Statistical analyses

Data are presented as the mean ± standard error of the mean. All statistical analyses were performed using GraphPad Prism 6.0 (GraphPad Software, Inc., La Jolla, CA, USA). One-way analysis of variance followed by Bonferroni correction was performed to compare differences between groups. P<0.05 was considered to indicate a statistically significant difference.

Results

miR-107 mimic prevents the Aβ-induced reduction of miR-107 in the hippocampus

miR-107 expression in the hippocampus was measured 7 days following AD induction or miR-107 treatment. Following Aβ injection, miR-107 levels were significantly decreased compared with the control (P<0.05) (Fig. 1). The miR-107 mimic significantly prevented the reduction of miR-107 compared with the Aβ group (P<0.05); however, the scramble control did not affect miR-107 levels. Additionally, application of the miR-107 mimic in control mice did not affect miR-107 expression.

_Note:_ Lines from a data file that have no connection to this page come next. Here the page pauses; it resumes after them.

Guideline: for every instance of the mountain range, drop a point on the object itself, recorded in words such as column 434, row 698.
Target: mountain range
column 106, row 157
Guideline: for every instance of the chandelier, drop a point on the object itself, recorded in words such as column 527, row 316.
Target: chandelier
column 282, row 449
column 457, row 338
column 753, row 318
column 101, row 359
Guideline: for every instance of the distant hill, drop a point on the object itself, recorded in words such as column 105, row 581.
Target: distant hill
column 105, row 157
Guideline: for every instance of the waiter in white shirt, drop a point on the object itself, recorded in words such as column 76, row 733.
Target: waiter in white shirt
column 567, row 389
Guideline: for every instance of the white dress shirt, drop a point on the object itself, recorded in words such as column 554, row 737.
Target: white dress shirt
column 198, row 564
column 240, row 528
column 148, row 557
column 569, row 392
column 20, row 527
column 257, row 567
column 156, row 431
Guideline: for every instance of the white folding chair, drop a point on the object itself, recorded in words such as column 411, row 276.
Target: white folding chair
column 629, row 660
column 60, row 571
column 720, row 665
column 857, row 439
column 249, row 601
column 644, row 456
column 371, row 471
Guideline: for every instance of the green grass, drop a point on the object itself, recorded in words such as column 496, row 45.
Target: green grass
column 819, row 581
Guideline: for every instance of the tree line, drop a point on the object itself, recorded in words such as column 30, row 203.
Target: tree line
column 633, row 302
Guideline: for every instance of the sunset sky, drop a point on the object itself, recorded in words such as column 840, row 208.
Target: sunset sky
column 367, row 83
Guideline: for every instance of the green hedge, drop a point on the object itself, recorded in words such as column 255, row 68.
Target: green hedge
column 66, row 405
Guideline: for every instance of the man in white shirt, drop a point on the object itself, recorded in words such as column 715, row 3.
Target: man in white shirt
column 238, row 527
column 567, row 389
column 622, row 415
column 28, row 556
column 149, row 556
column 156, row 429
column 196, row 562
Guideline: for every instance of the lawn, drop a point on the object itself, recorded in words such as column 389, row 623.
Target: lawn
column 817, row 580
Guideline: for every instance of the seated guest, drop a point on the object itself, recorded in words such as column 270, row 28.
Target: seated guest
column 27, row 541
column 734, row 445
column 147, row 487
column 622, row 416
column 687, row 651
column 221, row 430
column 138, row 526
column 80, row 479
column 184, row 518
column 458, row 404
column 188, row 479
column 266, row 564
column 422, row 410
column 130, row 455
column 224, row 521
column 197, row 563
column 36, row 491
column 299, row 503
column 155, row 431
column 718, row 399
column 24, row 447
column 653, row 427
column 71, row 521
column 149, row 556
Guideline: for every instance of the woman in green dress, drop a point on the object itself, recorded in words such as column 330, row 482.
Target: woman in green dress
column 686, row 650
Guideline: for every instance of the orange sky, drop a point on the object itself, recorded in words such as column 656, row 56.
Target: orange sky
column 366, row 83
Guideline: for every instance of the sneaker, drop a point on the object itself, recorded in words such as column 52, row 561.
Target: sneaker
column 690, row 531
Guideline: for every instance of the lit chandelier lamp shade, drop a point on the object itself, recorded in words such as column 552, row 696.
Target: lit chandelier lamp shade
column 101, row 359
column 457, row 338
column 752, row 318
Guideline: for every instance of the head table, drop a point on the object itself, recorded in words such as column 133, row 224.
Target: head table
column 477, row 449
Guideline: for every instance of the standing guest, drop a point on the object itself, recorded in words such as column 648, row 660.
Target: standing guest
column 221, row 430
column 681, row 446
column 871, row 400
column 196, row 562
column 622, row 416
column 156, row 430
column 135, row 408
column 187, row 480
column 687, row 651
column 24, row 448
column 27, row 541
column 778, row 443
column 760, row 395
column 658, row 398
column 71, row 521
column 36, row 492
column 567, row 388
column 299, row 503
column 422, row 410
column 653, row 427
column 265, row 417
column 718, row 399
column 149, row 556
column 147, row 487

miR-107 mimic prevents Aβ-induced cell death in the CA1 region

Cell loss is a major pathological characteristic of the AD phenotype; therefore the present study speculated whether miR-107 would prevent cell loss in the Aβ model. Nissl staining was used to measure cell numbers in the CA1 region 7 days following AD induction or miR-107 treatment (Fig. 2A). Significant cell loss was observed in the CA1 region of Aβ-injected mice compared with control mice (P<0.05) (Fig. 2B and C). However, application of the miR-107 mimic significantly prevented the cell loss induced by Aβ (P<0.05). The SC did not prevent the cell loss induced by Aβ. Furthermore, the administration of miR-107 to normal mice did not affect cell numbers.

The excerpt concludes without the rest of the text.